El periodismo político fue demagógico. Y se volvió maniqueo.

Todos eran héroes o villanos. Todo era blanco o negro. Los matices no entraban entre tanda y tanda.

La vida enseña que las cosas no son blancas y negras. Las cosas tienen la costumbre de ser desconsideradamente grises. La historia argentina demuestra que grandes canallas llevaron a cabo enormes actos heroicos. Y que grandes héroes cometieron también grandes canalladas. Pero la complejidad de la verdad era "densa" y no daba rating.

Otra mutación del periodismo político fue la que lo llevó a convertirse en simple periodismo policial. Esto respondió, en principio, a la judicialización de la política. Pero el fenómeno es mucho más complejo.

La corrupción se transformó, por esos años, en el gran tema central. Y seamos justos: el periodismo hizo aportes extraordinarios en esta materia.

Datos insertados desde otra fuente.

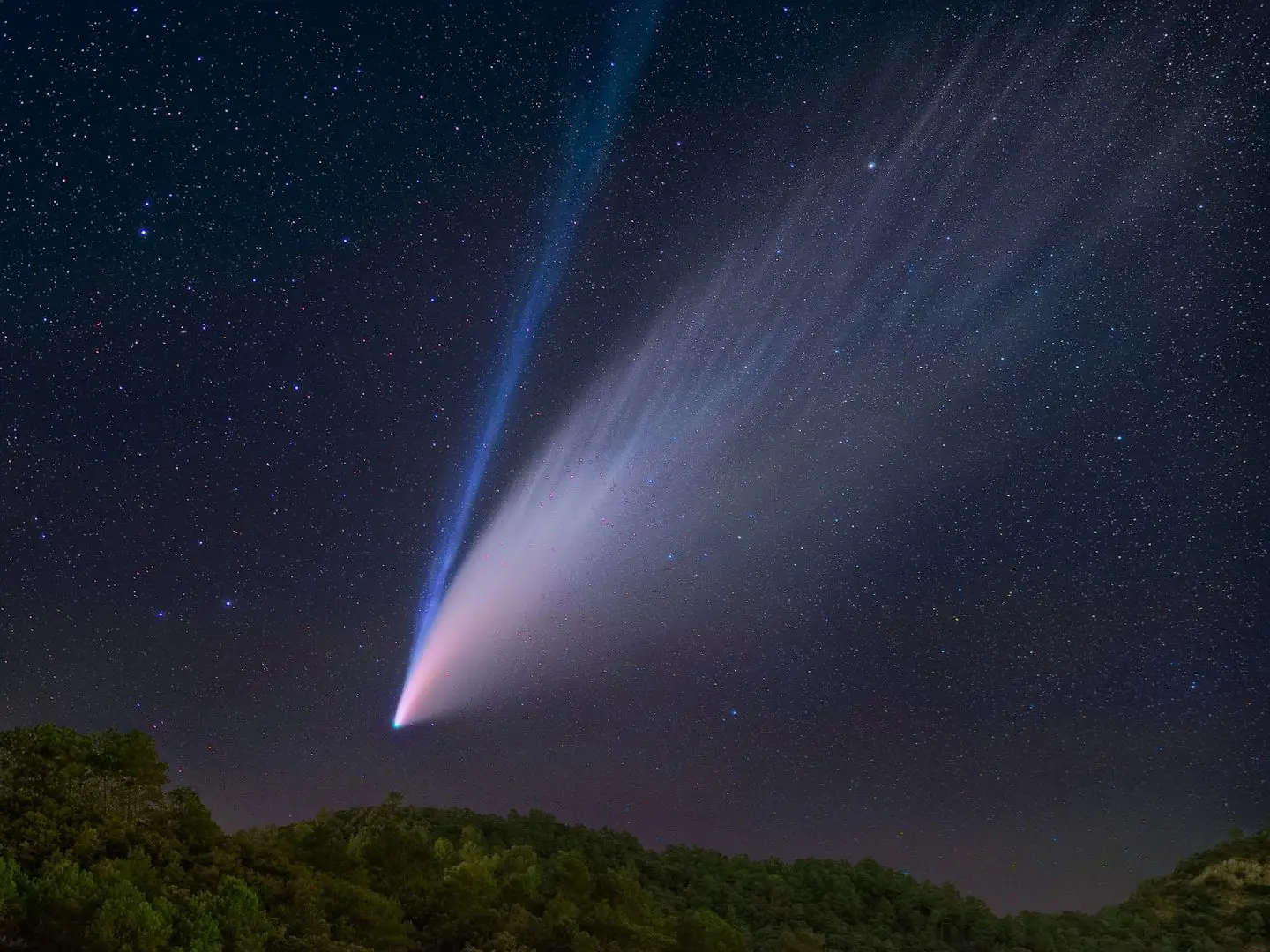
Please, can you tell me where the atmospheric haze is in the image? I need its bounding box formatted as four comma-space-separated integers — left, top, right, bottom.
395, 19, 1208, 725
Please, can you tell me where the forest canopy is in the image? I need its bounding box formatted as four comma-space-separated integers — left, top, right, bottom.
0, 725, 1270, 952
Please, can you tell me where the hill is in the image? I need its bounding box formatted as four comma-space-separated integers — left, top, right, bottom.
0, 725, 1270, 952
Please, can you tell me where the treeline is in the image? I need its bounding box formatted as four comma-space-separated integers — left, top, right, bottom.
0, 726, 1270, 952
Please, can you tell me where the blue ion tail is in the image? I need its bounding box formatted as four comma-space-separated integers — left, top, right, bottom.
392, 3, 661, 727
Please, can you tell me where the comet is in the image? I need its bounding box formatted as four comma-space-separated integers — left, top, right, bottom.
392, 4, 659, 727
395, 12, 1208, 725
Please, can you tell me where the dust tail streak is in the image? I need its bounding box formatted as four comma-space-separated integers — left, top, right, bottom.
392, 3, 661, 727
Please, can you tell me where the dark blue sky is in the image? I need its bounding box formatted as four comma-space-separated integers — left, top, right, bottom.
0, 3, 1270, 910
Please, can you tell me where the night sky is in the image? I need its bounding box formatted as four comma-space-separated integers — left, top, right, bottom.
0, 0, 1270, 911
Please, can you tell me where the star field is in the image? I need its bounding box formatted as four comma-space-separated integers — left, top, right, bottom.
0, 3, 1270, 911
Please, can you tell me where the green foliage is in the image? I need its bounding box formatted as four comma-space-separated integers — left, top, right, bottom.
0, 725, 1270, 952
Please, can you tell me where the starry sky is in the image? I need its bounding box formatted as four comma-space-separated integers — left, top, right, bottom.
0, 0, 1270, 911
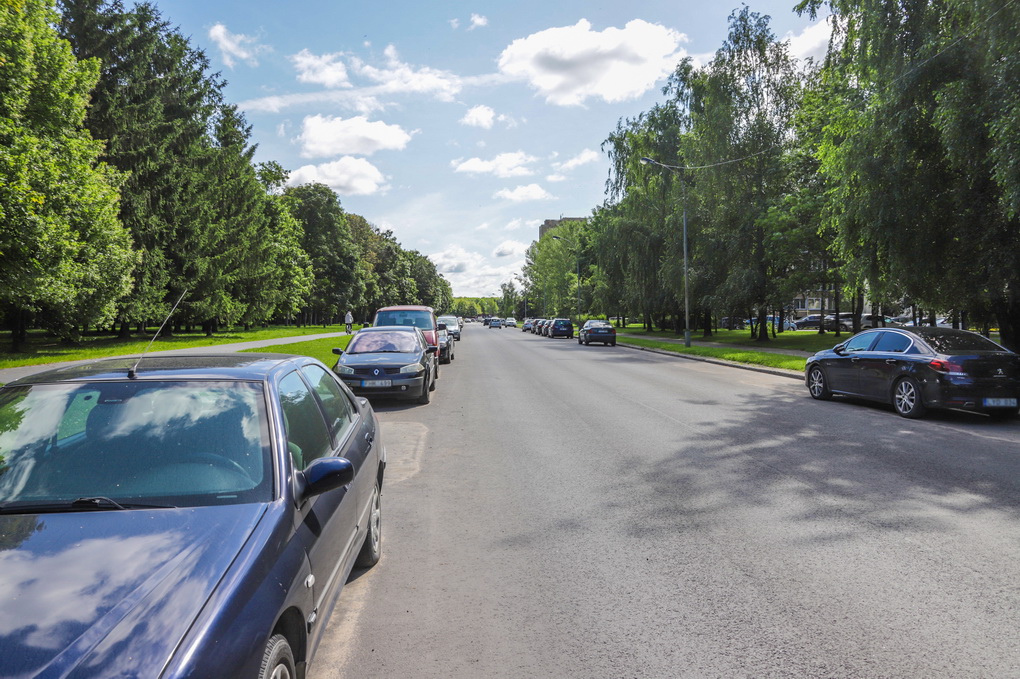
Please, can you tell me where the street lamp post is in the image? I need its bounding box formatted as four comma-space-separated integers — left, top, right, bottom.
636, 158, 691, 347
553, 236, 580, 325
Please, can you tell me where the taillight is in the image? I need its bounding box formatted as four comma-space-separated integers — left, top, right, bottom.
928, 359, 964, 375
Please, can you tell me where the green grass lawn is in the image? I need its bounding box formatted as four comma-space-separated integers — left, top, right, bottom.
0, 325, 359, 368
620, 333, 805, 372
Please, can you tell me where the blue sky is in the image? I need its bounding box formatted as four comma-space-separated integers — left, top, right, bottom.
155, 0, 828, 297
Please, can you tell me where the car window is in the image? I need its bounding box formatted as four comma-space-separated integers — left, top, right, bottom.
279, 370, 333, 469
874, 332, 911, 354
844, 332, 876, 352
373, 309, 435, 330
301, 365, 355, 442
0, 380, 272, 507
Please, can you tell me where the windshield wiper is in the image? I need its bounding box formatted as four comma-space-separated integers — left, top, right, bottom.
0, 495, 173, 514
70, 495, 128, 509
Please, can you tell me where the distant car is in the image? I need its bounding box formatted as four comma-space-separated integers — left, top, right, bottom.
805, 327, 1020, 418
439, 323, 457, 363
577, 320, 616, 347
436, 316, 460, 342
333, 325, 439, 405
0, 353, 386, 679
547, 318, 573, 338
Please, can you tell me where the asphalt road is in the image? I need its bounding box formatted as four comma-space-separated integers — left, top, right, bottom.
310, 324, 1020, 679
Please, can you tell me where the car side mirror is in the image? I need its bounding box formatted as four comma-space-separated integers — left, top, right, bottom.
298, 458, 354, 502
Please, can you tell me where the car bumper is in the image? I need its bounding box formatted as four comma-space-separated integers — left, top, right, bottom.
922, 377, 1020, 413
341, 375, 425, 399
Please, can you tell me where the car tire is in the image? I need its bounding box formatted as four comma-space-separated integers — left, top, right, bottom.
258, 634, 298, 679
893, 377, 928, 420
808, 365, 832, 401
354, 481, 383, 568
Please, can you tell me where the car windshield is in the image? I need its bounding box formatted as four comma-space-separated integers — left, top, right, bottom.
347, 330, 419, 354
373, 309, 434, 330
919, 332, 1006, 354
0, 380, 272, 511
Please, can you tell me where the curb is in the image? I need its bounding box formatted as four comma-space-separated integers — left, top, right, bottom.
616, 340, 804, 380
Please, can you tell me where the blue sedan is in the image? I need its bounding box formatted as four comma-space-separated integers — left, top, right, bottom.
0, 354, 386, 679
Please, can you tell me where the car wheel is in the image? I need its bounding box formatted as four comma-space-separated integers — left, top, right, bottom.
893, 377, 927, 419
808, 366, 832, 401
354, 481, 383, 568
258, 634, 298, 679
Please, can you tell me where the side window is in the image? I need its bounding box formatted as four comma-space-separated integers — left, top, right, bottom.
279, 371, 333, 469
875, 332, 910, 354
846, 332, 875, 353
301, 365, 354, 440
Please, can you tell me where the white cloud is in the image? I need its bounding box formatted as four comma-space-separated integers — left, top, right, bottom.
291, 49, 351, 88
288, 156, 389, 196
785, 16, 832, 60
298, 115, 411, 158
493, 184, 555, 203
209, 23, 269, 68
350, 45, 463, 101
493, 241, 527, 257
553, 149, 599, 172
460, 106, 496, 129
428, 245, 524, 297
451, 151, 538, 178
499, 19, 686, 106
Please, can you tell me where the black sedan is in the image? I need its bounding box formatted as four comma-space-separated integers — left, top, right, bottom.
577, 319, 616, 347
0, 354, 386, 679
333, 325, 439, 405
805, 327, 1020, 419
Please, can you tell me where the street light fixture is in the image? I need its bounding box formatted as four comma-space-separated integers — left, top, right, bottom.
553, 236, 580, 325
636, 157, 691, 347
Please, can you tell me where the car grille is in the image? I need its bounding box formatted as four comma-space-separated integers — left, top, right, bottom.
354, 368, 400, 377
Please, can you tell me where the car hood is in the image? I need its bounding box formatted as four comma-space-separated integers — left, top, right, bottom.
0, 505, 266, 677
340, 352, 422, 367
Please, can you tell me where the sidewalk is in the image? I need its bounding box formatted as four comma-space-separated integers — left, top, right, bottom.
616, 332, 814, 379
0, 332, 347, 384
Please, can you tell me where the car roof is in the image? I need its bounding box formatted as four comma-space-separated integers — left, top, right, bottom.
7, 352, 318, 386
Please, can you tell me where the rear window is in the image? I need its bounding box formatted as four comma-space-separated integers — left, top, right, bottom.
918, 331, 1006, 354
372, 309, 435, 330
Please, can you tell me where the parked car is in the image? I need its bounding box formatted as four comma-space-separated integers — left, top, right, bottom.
805, 327, 1020, 418
0, 353, 386, 679
577, 319, 616, 347
439, 323, 457, 363
333, 325, 440, 405
372, 305, 440, 349
436, 316, 461, 342
548, 318, 573, 338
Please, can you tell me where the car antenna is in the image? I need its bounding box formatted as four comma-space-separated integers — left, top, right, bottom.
128, 290, 188, 379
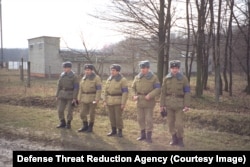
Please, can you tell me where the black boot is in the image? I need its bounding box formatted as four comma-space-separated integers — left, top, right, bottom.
178, 138, 184, 147
57, 119, 66, 128
146, 131, 152, 143
117, 129, 122, 137
107, 127, 116, 136
78, 122, 88, 132
65, 121, 71, 129
87, 122, 94, 132
170, 134, 178, 145
137, 129, 146, 140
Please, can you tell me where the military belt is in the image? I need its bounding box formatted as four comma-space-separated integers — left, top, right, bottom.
82, 92, 96, 94
108, 93, 122, 96
166, 93, 184, 98
137, 93, 148, 96
62, 88, 74, 91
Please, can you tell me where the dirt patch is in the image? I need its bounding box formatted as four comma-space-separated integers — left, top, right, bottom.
0, 137, 62, 167
0, 95, 56, 108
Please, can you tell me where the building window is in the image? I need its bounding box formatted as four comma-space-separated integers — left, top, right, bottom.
38, 42, 43, 49
29, 44, 34, 49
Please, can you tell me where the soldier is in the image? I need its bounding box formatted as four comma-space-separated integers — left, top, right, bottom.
56, 62, 79, 129
104, 64, 128, 137
78, 64, 102, 132
160, 60, 190, 147
132, 61, 161, 143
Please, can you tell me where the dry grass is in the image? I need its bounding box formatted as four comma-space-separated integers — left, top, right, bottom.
0, 105, 250, 150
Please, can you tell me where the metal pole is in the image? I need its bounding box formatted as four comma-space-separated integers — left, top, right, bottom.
0, 0, 4, 68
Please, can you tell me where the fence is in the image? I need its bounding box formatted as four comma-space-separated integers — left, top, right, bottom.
8, 61, 28, 70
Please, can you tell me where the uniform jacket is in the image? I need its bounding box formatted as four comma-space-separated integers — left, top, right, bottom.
56, 71, 79, 99
78, 72, 102, 103
160, 73, 190, 107
132, 71, 161, 107
104, 74, 128, 105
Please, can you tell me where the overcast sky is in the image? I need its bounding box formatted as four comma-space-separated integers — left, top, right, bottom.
1, 0, 122, 49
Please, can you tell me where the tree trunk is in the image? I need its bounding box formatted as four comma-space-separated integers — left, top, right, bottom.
196, 0, 205, 97
185, 0, 190, 82
157, 0, 165, 83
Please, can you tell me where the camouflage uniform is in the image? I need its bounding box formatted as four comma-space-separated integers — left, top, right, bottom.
56, 62, 79, 129
132, 61, 161, 142
104, 64, 128, 137
160, 61, 190, 146
78, 64, 102, 132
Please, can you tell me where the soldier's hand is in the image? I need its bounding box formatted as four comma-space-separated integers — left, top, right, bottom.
145, 95, 150, 100
133, 96, 138, 101
160, 107, 166, 112
182, 107, 189, 112
103, 101, 107, 107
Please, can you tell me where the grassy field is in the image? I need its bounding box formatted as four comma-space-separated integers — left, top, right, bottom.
0, 70, 250, 150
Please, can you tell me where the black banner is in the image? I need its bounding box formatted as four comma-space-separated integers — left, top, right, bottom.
13, 151, 250, 167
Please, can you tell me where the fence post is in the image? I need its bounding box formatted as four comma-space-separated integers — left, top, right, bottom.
49, 66, 51, 79
27, 61, 30, 88
20, 58, 24, 81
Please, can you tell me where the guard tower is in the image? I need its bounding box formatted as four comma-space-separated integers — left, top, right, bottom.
28, 36, 62, 77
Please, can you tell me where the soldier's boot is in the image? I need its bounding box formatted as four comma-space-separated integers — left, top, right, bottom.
65, 121, 71, 129
107, 127, 117, 136
117, 129, 122, 137
78, 122, 88, 132
169, 134, 178, 146
57, 119, 66, 128
87, 122, 94, 133
137, 129, 146, 140
146, 131, 153, 143
178, 138, 184, 147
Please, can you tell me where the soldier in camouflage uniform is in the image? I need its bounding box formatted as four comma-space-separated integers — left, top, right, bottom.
78, 64, 102, 132
132, 61, 161, 143
104, 64, 128, 137
160, 60, 190, 147
56, 62, 79, 129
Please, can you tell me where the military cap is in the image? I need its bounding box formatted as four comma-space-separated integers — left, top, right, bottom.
62, 61, 72, 68
84, 64, 94, 70
170, 60, 181, 68
110, 64, 121, 71
139, 60, 150, 68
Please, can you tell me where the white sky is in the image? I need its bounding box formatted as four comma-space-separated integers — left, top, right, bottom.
2, 0, 122, 49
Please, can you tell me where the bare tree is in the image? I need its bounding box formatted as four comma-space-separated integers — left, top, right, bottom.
92, 0, 172, 81
196, 0, 207, 97
233, 0, 250, 94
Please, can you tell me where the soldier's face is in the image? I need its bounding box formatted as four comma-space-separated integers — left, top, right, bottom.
110, 69, 119, 76
170, 67, 180, 75
84, 69, 92, 75
141, 68, 149, 74
63, 67, 71, 73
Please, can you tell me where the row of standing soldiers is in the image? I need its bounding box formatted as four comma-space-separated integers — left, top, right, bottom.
56, 61, 190, 147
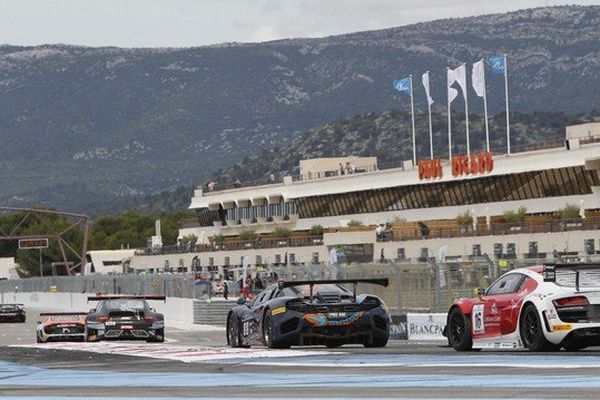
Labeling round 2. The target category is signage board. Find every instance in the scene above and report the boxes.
[19,238,48,250]
[406,313,447,340]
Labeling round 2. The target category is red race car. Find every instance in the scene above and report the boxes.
[36,312,87,343]
[444,264,600,351]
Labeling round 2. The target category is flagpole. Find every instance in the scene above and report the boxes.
[464,66,471,156]
[446,67,452,161]
[427,89,433,160]
[504,54,510,155]
[408,74,417,166]
[481,59,490,153]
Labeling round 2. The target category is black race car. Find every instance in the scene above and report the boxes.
[0,304,27,322]
[85,295,166,342]
[36,312,86,343]
[227,278,390,348]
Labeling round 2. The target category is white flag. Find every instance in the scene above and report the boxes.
[448,68,458,104]
[471,60,485,97]
[423,71,433,105]
[454,64,467,99]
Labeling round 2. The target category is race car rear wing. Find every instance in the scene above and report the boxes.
[278,278,390,302]
[542,263,600,292]
[88,294,167,302]
[40,311,88,317]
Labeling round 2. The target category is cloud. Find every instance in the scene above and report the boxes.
[0,0,600,47]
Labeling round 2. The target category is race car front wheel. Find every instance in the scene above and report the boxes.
[447,307,473,351]
[263,310,290,349]
[519,304,559,351]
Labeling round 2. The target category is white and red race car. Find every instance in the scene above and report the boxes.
[444,264,600,351]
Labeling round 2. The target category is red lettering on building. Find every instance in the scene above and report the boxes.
[418,158,443,179]
[452,153,494,176]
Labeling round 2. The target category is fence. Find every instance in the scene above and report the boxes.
[0,257,512,312]
[0,274,207,298]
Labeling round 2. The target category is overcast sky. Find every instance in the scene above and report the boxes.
[0,0,600,47]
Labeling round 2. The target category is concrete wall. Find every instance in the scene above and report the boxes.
[0,292,194,324]
[131,225,600,270]
[374,230,600,259]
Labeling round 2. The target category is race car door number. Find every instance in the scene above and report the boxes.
[471,304,485,333]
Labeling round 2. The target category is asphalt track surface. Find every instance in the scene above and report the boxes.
[0,312,600,400]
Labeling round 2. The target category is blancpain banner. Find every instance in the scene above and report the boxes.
[406,313,447,340]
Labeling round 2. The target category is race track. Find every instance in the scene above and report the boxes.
[0,315,600,400]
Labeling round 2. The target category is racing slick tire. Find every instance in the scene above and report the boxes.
[447,307,473,351]
[227,312,250,347]
[325,339,344,349]
[263,310,291,349]
[519,304,560,352]
[364,336,388,347]
[146,329,165,343]
[84,329,100,343]
[563,343,588,351]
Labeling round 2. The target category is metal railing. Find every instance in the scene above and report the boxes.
[135,235,323,256]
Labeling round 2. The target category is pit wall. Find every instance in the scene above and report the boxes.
[0,292,194,324]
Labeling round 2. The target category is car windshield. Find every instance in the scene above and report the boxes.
[102,299,144,311]
[289,284,351,297]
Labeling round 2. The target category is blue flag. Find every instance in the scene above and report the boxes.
[488,56,506,75]
[394,78,410,95]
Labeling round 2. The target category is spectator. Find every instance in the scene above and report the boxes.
[223,278,229,300]
[375,224,385,239]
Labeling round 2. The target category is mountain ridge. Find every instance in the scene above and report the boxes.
[0,6,600,211]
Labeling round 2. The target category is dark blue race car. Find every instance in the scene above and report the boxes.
[227,278,390,348]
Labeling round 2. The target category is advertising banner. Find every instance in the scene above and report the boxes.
[406,313,447,340]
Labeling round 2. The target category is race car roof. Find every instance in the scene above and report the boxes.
[40,311,88,317]
[278,278,390,289]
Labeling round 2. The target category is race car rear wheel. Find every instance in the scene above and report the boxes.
[263,310,290,349]
[146,329,165,343]
[364,337,388,347]
[519,304,559,351]
[227,313,242,347]
[447,307,473,351]
[325,339,344,349]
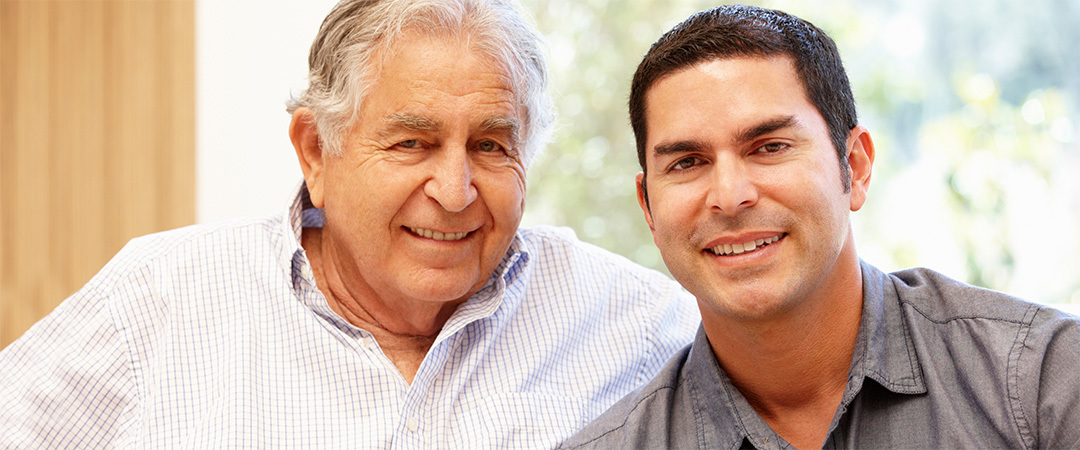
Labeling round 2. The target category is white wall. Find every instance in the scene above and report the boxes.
[195,0,335,223]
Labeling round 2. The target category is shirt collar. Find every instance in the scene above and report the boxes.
[685,257,927,448]
[282,180,529,336]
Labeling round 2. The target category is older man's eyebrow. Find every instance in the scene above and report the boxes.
[480,115,522,145]
[382,113,438,132]
[734,115,798,142]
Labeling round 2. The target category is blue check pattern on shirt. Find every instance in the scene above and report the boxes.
[0,185,699,448]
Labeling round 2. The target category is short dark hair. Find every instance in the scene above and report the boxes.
[630,5,858,200]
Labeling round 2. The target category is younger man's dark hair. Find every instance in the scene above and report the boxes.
[630,5,858,204]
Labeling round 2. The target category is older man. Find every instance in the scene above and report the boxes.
[567,6,1080,449]
[0,0,698,448]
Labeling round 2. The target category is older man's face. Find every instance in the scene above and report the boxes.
[323,32,525,310]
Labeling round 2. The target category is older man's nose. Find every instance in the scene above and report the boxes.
[423,149,477,213]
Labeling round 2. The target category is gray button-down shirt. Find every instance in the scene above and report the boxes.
[565,262,1080,449]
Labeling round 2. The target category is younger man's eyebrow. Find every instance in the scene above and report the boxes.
[652,140,706,156]
[735,115,796,142]
[652,115,798,156]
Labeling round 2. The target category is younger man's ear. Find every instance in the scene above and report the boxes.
[634,172,657,230]
[288,108,325,208]
[848,125,874,212]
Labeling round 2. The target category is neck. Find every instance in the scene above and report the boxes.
[301,228,457,383]
[702,230,863,448]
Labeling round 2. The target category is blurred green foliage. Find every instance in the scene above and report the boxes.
[524,0,1080,304]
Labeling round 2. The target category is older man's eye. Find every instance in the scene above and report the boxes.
[476,140,502,153]
[397,139,420,149]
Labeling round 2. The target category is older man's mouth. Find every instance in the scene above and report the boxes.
[405,227,469,241]
[708,233,784,256]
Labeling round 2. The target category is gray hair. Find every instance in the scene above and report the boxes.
[286,0,555,167]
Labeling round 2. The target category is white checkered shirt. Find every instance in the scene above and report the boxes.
[0,185,699,449]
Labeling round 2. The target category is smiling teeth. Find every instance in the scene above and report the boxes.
[710,234,780,256]
[407,227,469,241]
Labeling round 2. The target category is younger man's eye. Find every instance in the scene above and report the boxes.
[672,156,701,171]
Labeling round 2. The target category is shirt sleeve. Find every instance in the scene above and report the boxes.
[1017,308,1080,449]
[0,281,136,448]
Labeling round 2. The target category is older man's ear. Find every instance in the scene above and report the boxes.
[288,108,323,208]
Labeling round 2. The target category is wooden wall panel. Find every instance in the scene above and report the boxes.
[0,0,195,347]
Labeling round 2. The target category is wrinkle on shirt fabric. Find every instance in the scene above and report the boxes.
[564,258,1080,449]
[0,183,700,448]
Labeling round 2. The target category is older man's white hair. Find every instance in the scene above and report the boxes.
[287,0,555,167]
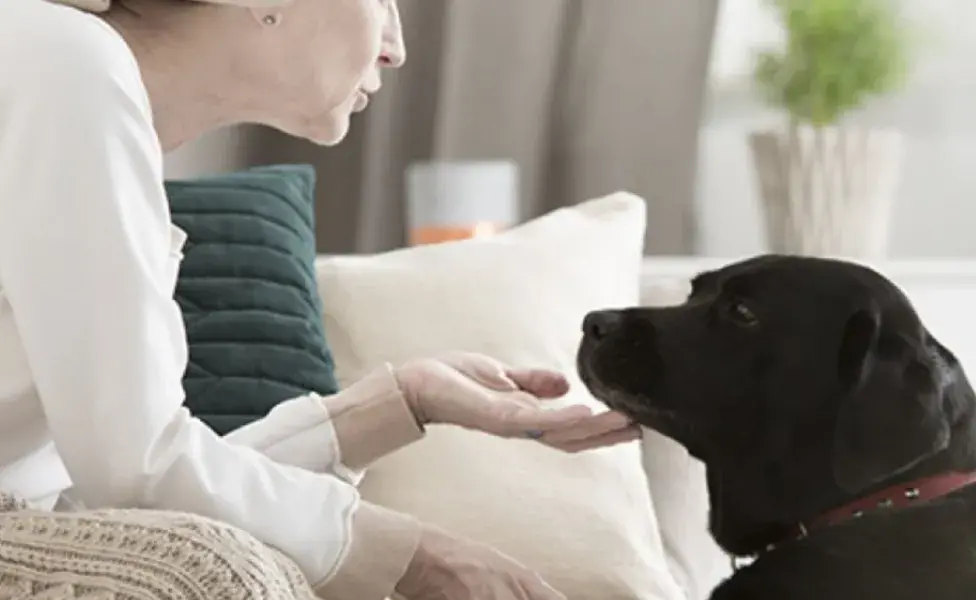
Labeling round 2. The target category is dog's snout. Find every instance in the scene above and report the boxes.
[583,310,622,340]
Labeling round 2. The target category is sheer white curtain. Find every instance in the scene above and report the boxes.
[696,0,976,258]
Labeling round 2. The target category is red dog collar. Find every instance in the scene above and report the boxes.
[756,471,976,565]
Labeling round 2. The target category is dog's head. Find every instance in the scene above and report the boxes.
[578,255,976,553]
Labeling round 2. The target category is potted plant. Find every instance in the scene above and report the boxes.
[750,0,907,259]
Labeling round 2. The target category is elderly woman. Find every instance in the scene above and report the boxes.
[0,0,638,600]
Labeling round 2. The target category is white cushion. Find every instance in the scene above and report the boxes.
[319,193,685,600]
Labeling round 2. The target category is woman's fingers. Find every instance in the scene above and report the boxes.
[541,411,632,445]
[506,369,569,398]
[486,392,593,439]
[542,425,641,452]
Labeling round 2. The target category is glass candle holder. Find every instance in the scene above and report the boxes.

Investigó con rigor y con valentía y ayudó a oxigenar la política argentina. Hay innumerables ejemplos de periodistas rigurosos que han hecho aportes notables. Y hay muchos periodistas que fueron perseguidos por contar la verdad en aquellos años calientes.

Sin embargo, de la sana costumbre de la investigación se pasó al "periodismo de denuncia". Derribar ministros, diputados y concejales se convirtió en un deporte periodístico. Rendía en materia de rating y en circulación, era premiado, conllevaba un gran prestigio, y entonces todos quisieron hacer una muesca en su arma. "¿Cuántos políticos derribaste vos? ¿Cuatro? Yo, nueve". Esa actitud bastardeó al periodismo de investigación. Y mucho tuvo que ver que la televisión se haya apropiado de su tecnología y de su modus operandi y que lo haya hecho, más allá de algunas excepciones, de manera frívola. Todos tenían en aquellos tiempos un "papelito", es decir, un expediente de un político en un juzgado. Se arrojaba por la ventana a un juez a las ocho de la noche, se le ponía una cámara oculta a un fiscal a las nueve, se denunciaba a un ministro a las diez y se obligaba a renunciar a un funcionario a las once. Eso ocurría todos los días. Había un Watergate berreta cada 60 minutos. En eso se había convertido el periodismo político. Tire al blanco, que no hay problema. Y por supuesto, por estas playas parecería que el modelo es el mismo. Pero claro, los garúes de la investigación, son mendaces y carecen de credibilidad.

Nuestra ciudad no es ajena al fenómeno. Las investigaciones no son tales. Son mendaces y los periodistas que las llevan cabo son funcionarios o funcionales al pasado baldista.  Y ambos, dirigentes y dirigidos,  ya tuvieron su Waterloo.